America’s Food and Drug Administration (FDA) is advocating for the reclassification of marijuana to a lower-risk drug category in light of new scientific research.
Currently categorized as Schedule I, which is reserved for the most dangerous controlled substances like heroin, marijuana’s classification may soon shift to Schedule III, based on scientific evidence supporting its lower potential for abuse compared to other substances under the same restrictions.
Researchers from the US Food and Drug Administration have presented documents supporting this reclassification.
It all started in 2022, when President Joe Biden directed US Health and Human Services Secretary Xavier Becerra and the attorney general to initiate a review of marijuana’s federal scheduling.

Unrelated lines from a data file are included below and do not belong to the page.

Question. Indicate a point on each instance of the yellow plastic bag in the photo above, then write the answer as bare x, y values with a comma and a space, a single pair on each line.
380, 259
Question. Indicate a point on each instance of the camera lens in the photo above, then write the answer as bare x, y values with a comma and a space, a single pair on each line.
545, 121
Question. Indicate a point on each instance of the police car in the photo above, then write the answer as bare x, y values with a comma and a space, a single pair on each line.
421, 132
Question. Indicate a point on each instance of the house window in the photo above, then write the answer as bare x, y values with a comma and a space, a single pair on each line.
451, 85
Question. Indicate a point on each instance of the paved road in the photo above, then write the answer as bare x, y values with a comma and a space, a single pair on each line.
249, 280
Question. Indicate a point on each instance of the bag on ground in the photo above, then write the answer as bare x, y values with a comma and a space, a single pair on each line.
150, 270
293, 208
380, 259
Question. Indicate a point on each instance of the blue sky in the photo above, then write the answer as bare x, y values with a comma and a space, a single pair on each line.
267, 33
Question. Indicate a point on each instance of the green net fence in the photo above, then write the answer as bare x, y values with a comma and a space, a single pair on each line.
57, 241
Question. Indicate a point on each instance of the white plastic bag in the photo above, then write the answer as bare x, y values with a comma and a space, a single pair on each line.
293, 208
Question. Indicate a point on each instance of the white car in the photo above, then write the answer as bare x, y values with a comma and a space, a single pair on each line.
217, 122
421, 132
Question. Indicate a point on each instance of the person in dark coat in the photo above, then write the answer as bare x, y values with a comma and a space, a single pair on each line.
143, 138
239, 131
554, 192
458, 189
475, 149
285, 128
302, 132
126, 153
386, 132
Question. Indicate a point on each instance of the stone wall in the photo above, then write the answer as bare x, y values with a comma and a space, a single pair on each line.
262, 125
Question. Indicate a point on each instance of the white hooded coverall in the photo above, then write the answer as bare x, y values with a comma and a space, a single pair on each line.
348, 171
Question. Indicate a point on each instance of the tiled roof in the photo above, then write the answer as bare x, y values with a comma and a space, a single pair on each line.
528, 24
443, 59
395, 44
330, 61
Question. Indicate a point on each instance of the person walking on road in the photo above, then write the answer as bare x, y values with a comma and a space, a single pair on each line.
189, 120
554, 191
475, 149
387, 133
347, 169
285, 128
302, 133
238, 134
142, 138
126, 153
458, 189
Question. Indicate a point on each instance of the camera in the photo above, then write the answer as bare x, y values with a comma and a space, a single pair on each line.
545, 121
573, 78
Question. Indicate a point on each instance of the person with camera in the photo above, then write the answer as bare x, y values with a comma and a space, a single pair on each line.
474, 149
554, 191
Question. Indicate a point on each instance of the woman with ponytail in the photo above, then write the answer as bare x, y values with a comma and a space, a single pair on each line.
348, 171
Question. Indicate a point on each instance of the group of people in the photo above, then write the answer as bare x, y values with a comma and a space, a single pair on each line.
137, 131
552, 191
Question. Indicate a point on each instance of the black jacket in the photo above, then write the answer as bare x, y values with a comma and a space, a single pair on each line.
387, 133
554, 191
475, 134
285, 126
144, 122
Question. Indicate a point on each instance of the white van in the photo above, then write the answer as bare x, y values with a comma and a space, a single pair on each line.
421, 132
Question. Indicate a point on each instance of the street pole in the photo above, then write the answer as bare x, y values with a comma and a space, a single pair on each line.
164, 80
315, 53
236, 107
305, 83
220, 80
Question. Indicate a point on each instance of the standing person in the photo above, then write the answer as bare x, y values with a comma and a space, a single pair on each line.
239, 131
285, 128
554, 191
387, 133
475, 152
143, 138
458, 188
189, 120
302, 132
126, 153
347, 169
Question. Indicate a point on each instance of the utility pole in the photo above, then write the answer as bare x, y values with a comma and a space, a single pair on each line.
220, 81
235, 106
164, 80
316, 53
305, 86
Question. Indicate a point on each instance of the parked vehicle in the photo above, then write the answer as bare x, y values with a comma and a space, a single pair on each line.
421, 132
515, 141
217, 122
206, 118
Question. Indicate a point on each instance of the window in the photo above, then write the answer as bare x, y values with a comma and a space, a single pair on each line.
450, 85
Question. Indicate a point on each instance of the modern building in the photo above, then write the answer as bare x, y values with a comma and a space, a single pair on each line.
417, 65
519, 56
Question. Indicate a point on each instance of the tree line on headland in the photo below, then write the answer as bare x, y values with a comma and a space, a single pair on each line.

HHS Assistant Secretary for Health, Adm. Rachel Levine, voiced her support for reclassifying marijuana as Schedule III in a letter to the Drug Enforcement Administration (DEA) in August.
Schedule III includes drugs with a “moderate to low potential for physical and psychological dependence,” such as ketamine, testosterone, and Tylenol with codeine.
The FDA documents, available online, represent the HHS’s assessment of scientific and medical evidence, culminating in a recommendation for rescheduling to the Department of Justice.
The FDA’s Controlled Substance Staff, in these documents, cites three key reasons for recommending marijuana’s rescheduling. First, it exhibits a lower potential for abuse compared to substances in Schedules I and II.
Second, it has a recognized medical application for treatment in the United States. Third, it poses a low to moderate risk of physical dependence in those who misuse it—a view corroborated by the National Institute on Drug Abuse.
Despite widespread nonmedical use of marijuana in the US, the researchers observe that it does not lead to severe outcomes when compared to drugs like heroin, oxycodone, and cocaine, especially considering the availability of high-THC products.
Furthermore, the data provides credible scientific support for some therapeutic applications of marijuana, including addressing anorexia, pain, and chemotherapy-induced nausea and vomiting. However, the researchers emphasize that their analysis does not imply the establishment of safety and efficacy for marijuana use in specific health conditions.
The researchers also note that marijuana withdrawal symptoms are relatively mild in heavy, chronic users and are similar in magnitude and duration to withdrawal symptoms from synthetic THC drugs like Marinol and Syndros, both approved by the FDA. These symptoms contrast with the more severe withdrawal seen with alcohol use.
Rescheduling marijuana could have several implications, including enabling more research opportunities, easing banking restrictions for cannabis businesses, and relieving firms of a decades-old tax code that limits deductions and credits related to sales of Schedule I and II substances.
Currently, 24 states, two territories, and the District of Columbia have legalized recreational cannabis use for adults, while 38 states permit medical cannabis use, according to the National Conference of State Legislatures. Since Colorado’s first adult-use cannabis sale in 2014, the cannabis industry has grown into a multibillion-dollar sector attracting interest from multinational companies spanning alcohol, agriculture, pharmaceuticals, and tobacco.
The DEA holds the ultimate authority to decide on any changes to marijuana’s scheduling, subject to a rulemaking process that includes a public comment period before any action is finalized.